Throughout history the wearing of armour has had the same goal – maximum protection with minimum weight and maximum mobility - a passive exoskeleton.
Yet ideally, a protective suit could also enhance the human body – a powered exoskeleton. Providing a boost to strength, faster running, warming the wearer in cold climates and cooling in the heat, perhaps even to heal wounds, contain a communication system, or monitor life signs and location to a central command.
Up until the end of the last century the raw materials and technology to construct such an exoskeleton was beyond scientific capability. Today, the application of super strong and super lightweight nanomaterials, among other technologies, is making an exoskeleton a possibility. But how close is the science to achieving it on the battlefield?

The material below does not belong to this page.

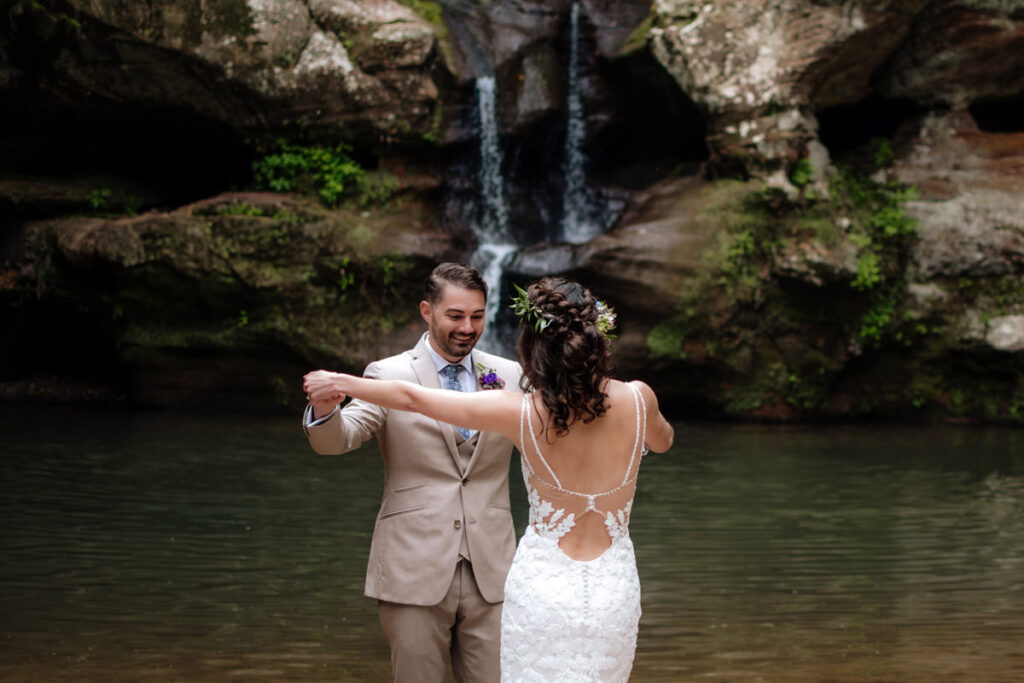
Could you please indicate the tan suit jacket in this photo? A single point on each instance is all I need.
(428, 501)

The leading example of a powered exoskeleton is the U.S. military’s Tactical Assault Light Operator Suit or TALOS. A design experiment which was led by the United States military's desire to create a suit that would protect soldiers in combat and give them the ability to carry more equipment without sacrificing mobility.
The TALOS exoskeleton development began in 2013 with the United States Special Operations Command (USSOCOM) creating a suit in collaboration with 56 private companies, 16 governmental organizations, 13 colleges, and 10 national laboratories.
The early prototypes were promising, showing a smart combination of hydraulics, advanced sensors, and HUD (Head-Up Display) technology for situational-awareness, as well as ballistic protection, physiological status monitoring (including heart rate, core temperature, and breathing rate), and potentially enhanced human performance through the exoskeleton’s powered human assistive devices.
However, the TALOS exoskeleton saw only experimental usage in the field, undergoing testing with soldiers in simulated combat environments in the United States and Europe.
One such example was a 2016 demonstration of the TALOS exoskeleton to NATO ministers, where the exoskeleton was showcased to provide its wearer with enhanced protection, situational awareness, and mobility. This demonstration displayed the exoskeleton's advanced sensors, including the mitigation of traumatic brain injury (TBI) through shock absorption.
Moreover, the TALOS exoskeleton has the potential for non-military uses, with its features being employed to protect and enhance the physical abilities could improve the lives of firefighters, first responders, and other professions that require physical exertion under hazardous conditions.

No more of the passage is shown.